Landlords less likely to reply to applicants with Black, LatinX names
The survey tracked over 25,000 interactions across the country between property managers and fake renters using names associated with non-White identities.
A new study has confirmed that landlords across the United States are less likely to respond to rental applicants who have Black or LatinX-sounding names.
The survey was conducted by the National Bureau of Economic Research, and its results were reported by Bloomberg. It tracked more than 25,000 interactions between property managers and fictitious renters with names that are more often associated with white, Black and Hispanic identities. The fictitious applicants interacted with more than 8,400 property managers in 50 of the largest U.S. cities.
The fake renters with white-sounding names received a 60% response rate, compared to 57% for the Hispanic-sounding identities, and 54% for African-American sounding names. Additionally, “inquiries sent from African-American identities received response rates that were approximately 12% lower (than response rates to comparison white identities) in the Midwest and in the Northeast, 7.9% lower in the West and 7.6% lower in the South.”

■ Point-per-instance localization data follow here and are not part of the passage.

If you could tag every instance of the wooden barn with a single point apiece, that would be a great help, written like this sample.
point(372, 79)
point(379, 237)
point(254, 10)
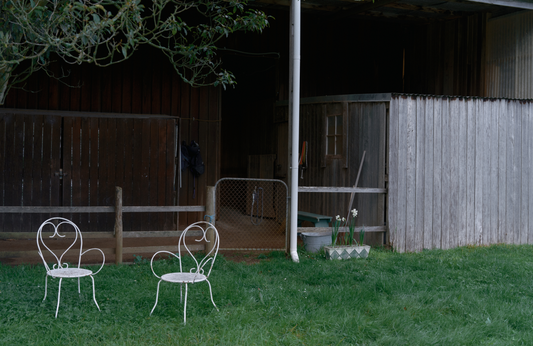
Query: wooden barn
point(438, 171)
point(128, 120)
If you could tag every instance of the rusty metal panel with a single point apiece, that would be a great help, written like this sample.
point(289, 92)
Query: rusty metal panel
point(509, 72)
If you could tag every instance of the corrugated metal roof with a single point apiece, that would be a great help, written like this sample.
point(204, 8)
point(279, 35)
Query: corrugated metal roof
point(398, 9)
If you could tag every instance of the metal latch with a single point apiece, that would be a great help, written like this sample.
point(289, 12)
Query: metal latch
point(60, 174)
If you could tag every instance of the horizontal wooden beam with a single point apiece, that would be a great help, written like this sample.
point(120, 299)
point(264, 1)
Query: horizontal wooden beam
point(340, 189)
point(125, 209)
point(110, 251)
point(525, 4)
point(100, 235)
point(371, 229)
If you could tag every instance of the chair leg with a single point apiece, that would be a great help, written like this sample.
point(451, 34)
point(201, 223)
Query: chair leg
point(211, 294)
point(185, 306)
point(156, 297)
point(45, 286)
point(94, 295)
point(58, 296)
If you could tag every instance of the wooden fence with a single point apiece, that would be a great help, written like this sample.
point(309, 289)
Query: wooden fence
point(459, 172)
point(20, 247)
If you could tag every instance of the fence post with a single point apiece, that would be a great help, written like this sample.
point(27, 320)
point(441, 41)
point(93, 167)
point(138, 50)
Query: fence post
point(210, 216)
point(118, 224)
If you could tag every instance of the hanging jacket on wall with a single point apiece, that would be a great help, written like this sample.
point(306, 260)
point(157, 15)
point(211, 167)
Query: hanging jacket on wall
point(192, 159)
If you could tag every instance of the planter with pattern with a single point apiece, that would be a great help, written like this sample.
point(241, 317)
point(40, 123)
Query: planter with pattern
point(347, 251)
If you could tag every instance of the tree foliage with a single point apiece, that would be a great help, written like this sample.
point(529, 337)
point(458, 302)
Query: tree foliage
point(105, 32)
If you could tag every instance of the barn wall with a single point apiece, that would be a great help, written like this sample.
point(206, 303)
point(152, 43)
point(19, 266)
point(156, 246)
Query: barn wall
point(447, 57)
point(366, 131)
point(459, 172)
point(510, 56)
point(144, 84)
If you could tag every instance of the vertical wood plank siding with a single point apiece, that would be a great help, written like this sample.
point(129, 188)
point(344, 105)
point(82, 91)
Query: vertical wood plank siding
point(459, 172)
point(366, 132)
point(145, 84)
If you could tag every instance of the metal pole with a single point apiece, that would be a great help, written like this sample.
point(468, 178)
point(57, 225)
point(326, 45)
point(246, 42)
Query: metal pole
point(295, 97)
point(210, 217)
point(118, 225)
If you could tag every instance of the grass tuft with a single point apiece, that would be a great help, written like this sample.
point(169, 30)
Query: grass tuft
point(463, 296)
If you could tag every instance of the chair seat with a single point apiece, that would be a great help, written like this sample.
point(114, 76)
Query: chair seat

The report cited a project from the Othering & Belonging Institute at Berkeley University, which noted that out of every metropolitan region in the United States with more than 200,000 residents, 81% of those communities were more segregated in 2019 than in 1990.

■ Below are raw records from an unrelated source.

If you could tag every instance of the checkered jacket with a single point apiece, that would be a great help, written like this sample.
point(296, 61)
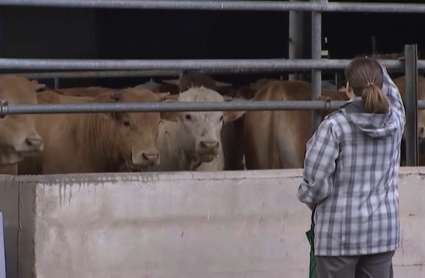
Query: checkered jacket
point(351, 173)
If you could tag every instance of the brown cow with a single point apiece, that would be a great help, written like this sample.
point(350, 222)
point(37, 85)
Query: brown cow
point(97, 142)
point(18, 136)
point(277, 139)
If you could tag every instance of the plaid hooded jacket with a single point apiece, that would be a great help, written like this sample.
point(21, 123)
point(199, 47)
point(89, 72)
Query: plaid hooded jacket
point(351, 172)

Cities in the rust belt are among the top 10 most segregated, a roster that includes Chicago, Detroit, Cleveland, Milwaukee and Miami.

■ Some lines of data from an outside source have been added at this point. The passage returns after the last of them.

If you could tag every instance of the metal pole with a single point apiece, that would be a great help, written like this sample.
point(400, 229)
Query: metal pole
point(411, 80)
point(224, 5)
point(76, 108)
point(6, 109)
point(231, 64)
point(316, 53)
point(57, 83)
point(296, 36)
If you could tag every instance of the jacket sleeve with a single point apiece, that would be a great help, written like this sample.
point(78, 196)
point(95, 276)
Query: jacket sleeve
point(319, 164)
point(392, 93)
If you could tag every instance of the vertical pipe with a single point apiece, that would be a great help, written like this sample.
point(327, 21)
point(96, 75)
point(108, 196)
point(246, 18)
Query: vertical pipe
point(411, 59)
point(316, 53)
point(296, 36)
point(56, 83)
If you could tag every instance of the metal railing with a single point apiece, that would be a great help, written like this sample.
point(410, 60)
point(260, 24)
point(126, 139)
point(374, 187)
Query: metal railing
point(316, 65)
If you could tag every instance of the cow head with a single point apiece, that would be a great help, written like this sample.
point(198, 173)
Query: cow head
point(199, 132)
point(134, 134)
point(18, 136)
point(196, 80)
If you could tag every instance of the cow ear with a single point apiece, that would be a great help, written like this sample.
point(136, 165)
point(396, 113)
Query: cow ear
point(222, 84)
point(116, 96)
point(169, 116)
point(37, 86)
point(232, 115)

“We find the strongest discriminatory constraints facing African Americans in Chicago, IL, Los Angeles, CA, and Louisville, KY,” the report reads. “We find the strongest constraints facing Hispanic/LatinX renters in Louisville, KY, Houston, TX, and Providence, RI.”
Residential segregation caused by housing discrimination means that fewer children of color have access to opportunities afforded to mostly white neighborhoods, which results in lower lifelong earnings. “Housing discrimination can have a critical impact on residential location choices and access to opportunity,” the report stated.
Further, it notes that segregated cities are found to have systematically lower rates of school performance and lower wage rates.
The study reveals that there is direct evidence linking discrimination faced by renters of color and the income gap.
Further, Bloomberg’s report explains that the discrimination trend is not limited to rental markets, but that homes owned by people of color are “persistently undervalued,” further contributing to the racial wealth gap.